|
C4 and Lambda Pi Eta Present
The Annual Research Lecture in Communication Studies
“Method and Madness at the Isabella Stewart Gardner Museum”
1:00pm, April 30, BLC 103
Welcome guest lecturer:
Dr. Gretchen Stein Rhodes, Louisiana State University
The Isabella Stewart Gardner Museum in Boston, Massachusetts, is unique in history and design. Originating as a privately held collection, the Gardner Museum reflects its namesake's eccentricities in its unusual collection and arrangement. Understanding collecting and curating as modes of knowledge production, Rhodes's research attempts to uncover the types of knowledge produced by and within the museum, focusing on the affective and material transfers at work in museum practice. Rhodes engages performative writing as a mode of presentation that, like the Isabella Stewart Gardner Museum, seeks to reflect upon and highlight the affective and sensual aspects of aesthetic experience.
About Isabella Stewart Gardner, from Wikipedia:
“The Boston society pages called Isabella Stewart Gardner many names, including "Belle," "Donna Isabella," "Isabella of Boston," and "Mrs. Jack." Gardner created much fodder for the gossip tabloids of the day with her reputation for stylish tastes and unconventional behavior. After she and her husband missed the train to a social engagement, she persuaded the railroad to lend them another for their own personal use. Her surprising appearance at a 1912 concert (at what was then a very formal Boston Symphony) wearing a white headband emblazoned with "Oh, you Red Sox" was reported at the time to have "almost caused a panic", and remains still in Boston one of the most talked about of her eccentricities.

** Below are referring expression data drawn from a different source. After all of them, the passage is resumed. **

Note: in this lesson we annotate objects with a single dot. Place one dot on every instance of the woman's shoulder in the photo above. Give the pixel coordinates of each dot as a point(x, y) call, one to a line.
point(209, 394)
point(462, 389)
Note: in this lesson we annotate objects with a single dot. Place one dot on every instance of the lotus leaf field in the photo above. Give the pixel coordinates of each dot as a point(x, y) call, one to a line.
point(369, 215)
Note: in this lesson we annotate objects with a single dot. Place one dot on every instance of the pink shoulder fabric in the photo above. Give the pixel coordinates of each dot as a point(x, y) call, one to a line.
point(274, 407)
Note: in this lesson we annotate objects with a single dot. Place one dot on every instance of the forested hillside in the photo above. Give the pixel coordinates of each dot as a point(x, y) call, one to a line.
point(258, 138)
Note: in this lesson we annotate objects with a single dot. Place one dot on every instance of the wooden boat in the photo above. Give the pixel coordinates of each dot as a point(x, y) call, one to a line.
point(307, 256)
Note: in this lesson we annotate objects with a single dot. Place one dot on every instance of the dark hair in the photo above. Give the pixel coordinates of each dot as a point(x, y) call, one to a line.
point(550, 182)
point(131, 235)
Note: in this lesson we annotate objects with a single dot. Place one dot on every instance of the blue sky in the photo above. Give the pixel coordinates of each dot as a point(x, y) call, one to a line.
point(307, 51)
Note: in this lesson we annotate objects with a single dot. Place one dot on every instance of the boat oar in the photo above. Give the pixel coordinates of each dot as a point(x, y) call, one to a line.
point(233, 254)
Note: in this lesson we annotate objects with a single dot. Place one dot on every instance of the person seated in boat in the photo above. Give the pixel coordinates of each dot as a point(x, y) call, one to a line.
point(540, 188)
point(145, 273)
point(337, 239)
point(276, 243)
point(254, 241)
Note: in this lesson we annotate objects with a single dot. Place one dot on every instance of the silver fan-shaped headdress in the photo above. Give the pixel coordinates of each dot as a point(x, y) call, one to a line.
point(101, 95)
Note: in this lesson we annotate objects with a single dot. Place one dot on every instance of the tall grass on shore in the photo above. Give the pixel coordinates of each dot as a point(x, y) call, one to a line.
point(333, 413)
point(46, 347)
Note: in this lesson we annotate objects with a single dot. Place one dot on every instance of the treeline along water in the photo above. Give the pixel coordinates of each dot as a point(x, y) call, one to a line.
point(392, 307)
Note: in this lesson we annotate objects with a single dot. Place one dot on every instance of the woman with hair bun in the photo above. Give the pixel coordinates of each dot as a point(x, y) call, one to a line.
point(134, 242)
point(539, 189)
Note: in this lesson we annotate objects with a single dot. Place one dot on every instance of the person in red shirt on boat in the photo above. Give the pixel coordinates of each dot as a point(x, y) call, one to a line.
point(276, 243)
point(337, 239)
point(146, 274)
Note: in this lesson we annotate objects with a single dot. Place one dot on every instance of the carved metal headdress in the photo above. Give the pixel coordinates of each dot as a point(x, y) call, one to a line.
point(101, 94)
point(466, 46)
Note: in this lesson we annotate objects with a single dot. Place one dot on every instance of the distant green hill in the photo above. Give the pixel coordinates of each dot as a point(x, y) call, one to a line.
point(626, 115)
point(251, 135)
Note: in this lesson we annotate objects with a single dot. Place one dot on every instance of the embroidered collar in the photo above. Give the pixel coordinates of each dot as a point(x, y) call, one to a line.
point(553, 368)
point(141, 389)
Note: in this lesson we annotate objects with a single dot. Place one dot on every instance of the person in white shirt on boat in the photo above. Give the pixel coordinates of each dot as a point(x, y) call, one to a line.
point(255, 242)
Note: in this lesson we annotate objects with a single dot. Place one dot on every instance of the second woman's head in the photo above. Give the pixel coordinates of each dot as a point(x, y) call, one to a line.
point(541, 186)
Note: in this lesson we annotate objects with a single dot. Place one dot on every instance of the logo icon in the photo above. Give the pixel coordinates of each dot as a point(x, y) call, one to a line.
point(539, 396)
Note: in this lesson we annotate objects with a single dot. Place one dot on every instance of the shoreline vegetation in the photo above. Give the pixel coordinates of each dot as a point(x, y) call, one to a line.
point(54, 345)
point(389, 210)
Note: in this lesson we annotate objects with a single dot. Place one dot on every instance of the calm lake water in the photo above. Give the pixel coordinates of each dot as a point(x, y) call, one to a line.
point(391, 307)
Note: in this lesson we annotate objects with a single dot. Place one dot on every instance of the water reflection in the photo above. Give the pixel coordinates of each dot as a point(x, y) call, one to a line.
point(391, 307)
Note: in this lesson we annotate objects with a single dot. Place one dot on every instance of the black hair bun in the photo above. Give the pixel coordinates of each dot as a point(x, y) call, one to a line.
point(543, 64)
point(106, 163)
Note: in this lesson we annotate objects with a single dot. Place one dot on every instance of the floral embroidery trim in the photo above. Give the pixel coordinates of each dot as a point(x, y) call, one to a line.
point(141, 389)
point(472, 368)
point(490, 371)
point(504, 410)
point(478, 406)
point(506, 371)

After her husband's death in 1898, Gardner began work on her museum. She modeled it on the Renaissance palaces of Venice, Italy, using Willard T. Sears, as her architect. Gardner was deeply involved in every aspect of the design, though, leading Sears to quip that he was merely the structural engineer making Gardner's design possible. The building completely surrounds a glass-covered garden courtyard, the first of its kind in America. Gardner intended the second and third floors to be galleries. A large music room originally spanned the first and second floors on one side of the building, but Gardner later split the room to make space to display a large John Singer Sargent painting called El Jaleo on the first floor and tapestries on the second floor. She lived on the fourth floor when in residence at the museum. After her death, in accordance with her wishes the fourth floor served for many years as residence for the museum's director; more recently it has been converted for use as museum offices. Gardner insisted that the galleries be designed as a palatial home, not a museum, and in the early years after the building was completed she used those floors as such. She entertained guests frequently, but also opened the museum to the public two days each year.